Glynllifon Mansion is a grand neo-classical mansion set in extensive park and grounds (NPRN 86377). The house is constructed on the site of at least three earlier houses, the original predating a c.1600 rebuilding, with a second rebuilding in 1751 after which it was described as a moderate sized brick mansion. This was destroyed by fire in 1856, after which the current house was constructed. It was commissioned from Edward Haycock of Shrewsbury to stand on the cellars of the 1751 house. It was completed and fully furnished by 1846. It was extended to the west in 1889-90. The grounds are entered by a monumental arch (NPRN 31379) and the drives cross bridges before the house (NPRN 23774).

The house is three-storeyed and constructed of stone with rendered elevations under a slate roof. The design of the symmetrical 13 bay block is dominated by the central hexastyle pedimented portico, with a first floor loggia with Ionic marble columns. The front elevation is divided into paired bays flanked by pilasters ornamented with a Greek ffret pattern. There are numerous service and anciliary buildings associated with the house. These include: the icehouse (NPRN 405556); stable yard (NPRN 31380); workshop yard (NPRN 31381); a mill (NPRN 406301); a barn (NPRN 403747); a cattle rubbing stone (NPRN 309943), and estate housing (NPRN 404152).

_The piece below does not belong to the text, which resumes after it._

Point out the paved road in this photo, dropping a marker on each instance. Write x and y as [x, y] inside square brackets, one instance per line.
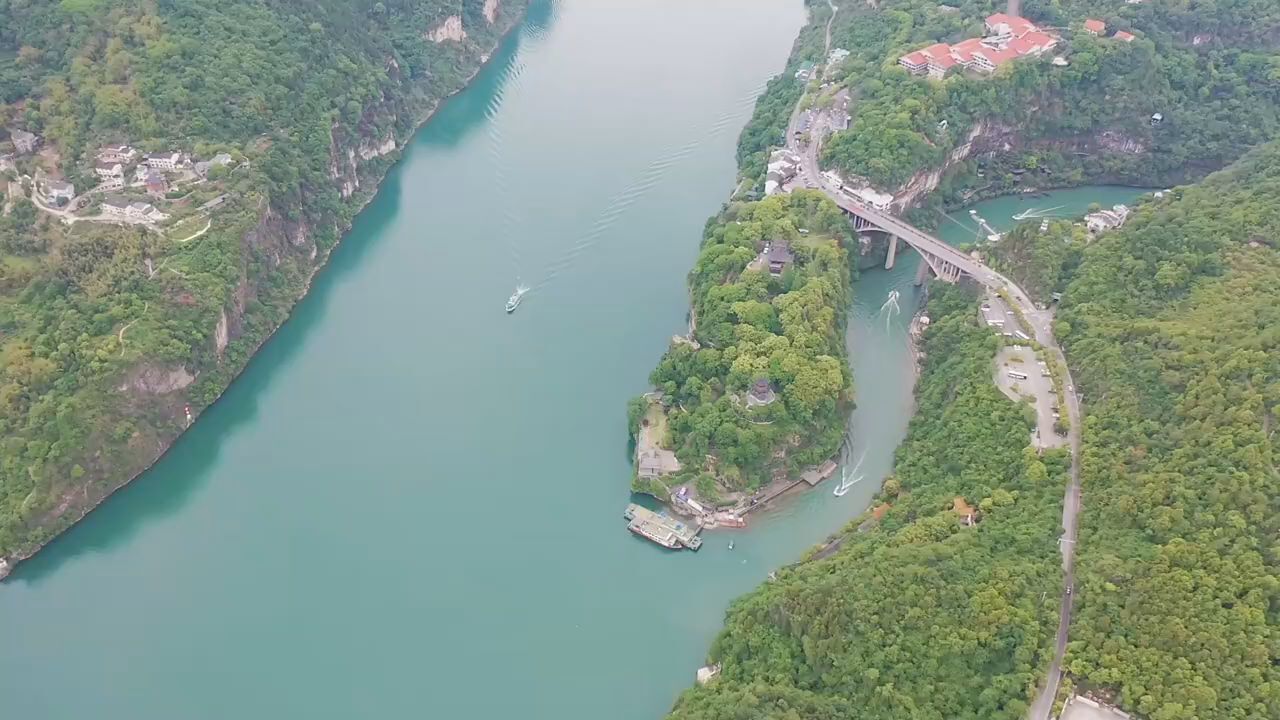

In 1856, De Winton & Co. engineers of Caernarfon built a gasworks for Lord Newborough of Glynllifon House. The original gasworks contained two beds, each one containing a single retort, but was later enlarged. A second holder was added, both gasholders being 24' in diameter. Some drawings by De Winton survive. The gasworks appeared on OS maps from 1888 to 1959. The gas would have been used to light the house with gas.

In recent years the mansion has been converted to college use.